You're talking about a UI failure but you're not actually considering the entire experience. Reading the history of the project is a big part of the experience, especially for people in team lead roles. How much of your experience is writing code versus reading code? A merge-oriented workflow often results in a history that is deeply confusing to read. The only part of the experience that you're considering is the authorship of commits, not the utilization of the project's history. I've found a rebase-oriented workflow to result in a significantly more usable repository inasmuch as the history is significantly easier to understand.

mixmastamyk · on May 10, 2019

History has been useful to me at a high level, inspecting grains of sand at the beach, not so much. I can imagine it might be useful to some like linux kernel devs, but nowhere I've ever worked over a long career.

zemo · on May 10, 2019

it's not "inspecting grains of sand". If you have any number of developers worth talking about, merge-oriented workflows can create incredibly unwieldly git histories very quickly. I'm talking about, at a very high level, just understanding the history of the project. If you have five feature branches going on, and your developers are all committing on a regular basis, understanding the history and cadence of your project work based on the git history is incredibly difficult when the events of the separate feature branches are all intermingled.

Your comparison is not apt in many ways. For one thing, open-source governance is extremely different than managing private codebases maintained by a single company. Nobody in open-source governance is reading git histories to figure out whether employees are struggling, who is performing, who is not performing, who is overworking, where the project is, whether or not people are duplicating their efforts, how to report progress to clients, etc. And besides, the Linux kernel uses an email-based, merge-oriented workflow anyway. Kernel patches are submitted via email. That's not at all representative of any company that I have ever worked for or any company that I know of. The Linux kernel history also has a network graph that is literally unviewable on Github because it's so complex. Again, not representative of 95% of the work for 95% of users on 95% of projects.

mixmastamyk · on May 10, 2019

It's easy enough to select commits from one user, or squash whole branches. Our devs are judged on completed features they deliver at acceptable quality, not their commit history.

I'm not saying you shouldn't care, just that I don't believe this strategy will become mainstream unless it gets much easier to understand and use.

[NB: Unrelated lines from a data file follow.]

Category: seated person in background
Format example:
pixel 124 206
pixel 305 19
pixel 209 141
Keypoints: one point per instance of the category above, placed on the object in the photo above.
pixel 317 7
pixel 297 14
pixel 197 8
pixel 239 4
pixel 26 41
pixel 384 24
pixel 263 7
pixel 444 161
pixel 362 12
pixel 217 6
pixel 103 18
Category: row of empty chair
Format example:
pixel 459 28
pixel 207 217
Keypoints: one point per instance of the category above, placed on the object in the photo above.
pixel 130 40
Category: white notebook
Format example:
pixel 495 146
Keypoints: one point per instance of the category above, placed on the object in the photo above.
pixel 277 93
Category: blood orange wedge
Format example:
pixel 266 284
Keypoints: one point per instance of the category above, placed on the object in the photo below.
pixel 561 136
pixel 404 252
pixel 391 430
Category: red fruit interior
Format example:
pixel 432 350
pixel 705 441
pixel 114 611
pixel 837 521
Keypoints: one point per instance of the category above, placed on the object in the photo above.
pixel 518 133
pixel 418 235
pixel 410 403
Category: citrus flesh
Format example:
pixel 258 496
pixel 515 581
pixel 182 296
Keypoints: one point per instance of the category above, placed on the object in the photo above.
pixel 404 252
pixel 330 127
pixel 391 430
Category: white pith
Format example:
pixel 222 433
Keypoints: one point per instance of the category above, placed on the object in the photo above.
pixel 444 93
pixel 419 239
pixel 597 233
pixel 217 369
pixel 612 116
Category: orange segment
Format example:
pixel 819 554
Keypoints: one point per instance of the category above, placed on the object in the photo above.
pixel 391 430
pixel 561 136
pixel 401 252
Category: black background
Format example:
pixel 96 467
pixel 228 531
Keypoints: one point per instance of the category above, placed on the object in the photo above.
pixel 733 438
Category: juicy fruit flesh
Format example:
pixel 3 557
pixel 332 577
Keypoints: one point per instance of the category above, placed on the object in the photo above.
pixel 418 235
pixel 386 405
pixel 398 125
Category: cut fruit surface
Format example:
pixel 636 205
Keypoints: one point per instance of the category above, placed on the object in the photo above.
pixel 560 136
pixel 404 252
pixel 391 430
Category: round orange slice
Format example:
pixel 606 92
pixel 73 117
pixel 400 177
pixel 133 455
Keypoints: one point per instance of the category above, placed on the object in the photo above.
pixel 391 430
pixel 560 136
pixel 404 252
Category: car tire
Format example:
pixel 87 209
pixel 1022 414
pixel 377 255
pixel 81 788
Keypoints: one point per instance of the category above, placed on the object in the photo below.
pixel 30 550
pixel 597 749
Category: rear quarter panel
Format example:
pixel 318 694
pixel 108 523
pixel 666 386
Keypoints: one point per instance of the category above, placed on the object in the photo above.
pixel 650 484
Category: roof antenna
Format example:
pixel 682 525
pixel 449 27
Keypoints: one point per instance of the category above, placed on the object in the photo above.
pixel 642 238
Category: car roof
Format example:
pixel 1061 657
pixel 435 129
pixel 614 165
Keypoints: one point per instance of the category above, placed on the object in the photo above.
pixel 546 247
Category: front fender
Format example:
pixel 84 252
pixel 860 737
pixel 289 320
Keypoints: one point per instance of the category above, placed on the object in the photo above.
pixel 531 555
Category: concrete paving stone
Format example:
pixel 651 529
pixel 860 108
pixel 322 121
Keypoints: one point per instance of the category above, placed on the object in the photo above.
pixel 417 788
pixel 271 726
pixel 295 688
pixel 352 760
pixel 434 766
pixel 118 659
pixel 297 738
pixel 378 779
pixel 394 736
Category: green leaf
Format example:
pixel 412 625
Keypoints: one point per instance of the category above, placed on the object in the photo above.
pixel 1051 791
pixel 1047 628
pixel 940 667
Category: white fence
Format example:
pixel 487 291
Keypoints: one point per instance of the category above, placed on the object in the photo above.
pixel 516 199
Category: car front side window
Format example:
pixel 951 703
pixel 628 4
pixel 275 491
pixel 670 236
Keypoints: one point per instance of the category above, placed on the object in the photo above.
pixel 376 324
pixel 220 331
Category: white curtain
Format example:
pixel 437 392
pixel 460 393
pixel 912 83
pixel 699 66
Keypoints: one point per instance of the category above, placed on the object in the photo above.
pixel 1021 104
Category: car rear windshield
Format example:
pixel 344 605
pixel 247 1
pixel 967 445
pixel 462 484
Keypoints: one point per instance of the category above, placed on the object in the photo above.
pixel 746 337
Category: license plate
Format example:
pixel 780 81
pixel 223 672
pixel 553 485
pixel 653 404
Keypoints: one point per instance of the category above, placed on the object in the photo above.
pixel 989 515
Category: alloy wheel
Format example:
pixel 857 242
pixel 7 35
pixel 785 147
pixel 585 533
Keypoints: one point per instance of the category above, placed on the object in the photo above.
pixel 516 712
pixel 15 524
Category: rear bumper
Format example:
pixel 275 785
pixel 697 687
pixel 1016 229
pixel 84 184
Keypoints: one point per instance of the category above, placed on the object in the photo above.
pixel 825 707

ddevault · on May 10, 2019

I've heard this before, and it seems reasonable on the surface. The argument I make against this viewpoint is: "git rebase gives us powerful tools that allow us to curate a good commit history in the same way we use refactoring to uphold good software design practices."

gshulegaard · on May 10, 2019

My biggest issue with that argument though is what constitutes "good" is subjective. For me a good commit history is one that faithfully chronicles what happened.

With this in mind, acceptable curation of the history for me is squashing or separating commits and neither of these require rebase. But I wouldn't object if a colleague chose to use rebase to accomplish this.

I would, however, object to reordering commits or rebasing since this alters the chronicle.

Which I guess leaves me with my opinion on rebase:

You can, but you don't need to. If you are going to, be sure you understand what you are doing and don't alter the chronicle.

fulafel · on May 10, 2019

PRs are a good unit of changes for examining meaningful units of changes. No reason to lose info about how the sausage was actually made, it is also a valuable record

mixmastamyk · on May 10, 2019

Most shops don't follow good software design practices, so how likely is it to get a practice one-step-removed from that, with a difficult UI to boot, adopted?

ddevault · on May 10, 2019

So you're saying we shouldn't argue for the adoption of good software design practices? There are a lot of software teams that do care, you know.

mixmastamyk · on May 10, 2019

But this isn't that. It's one step removed. Maybe if the UI gets better. Even then an uphill battle.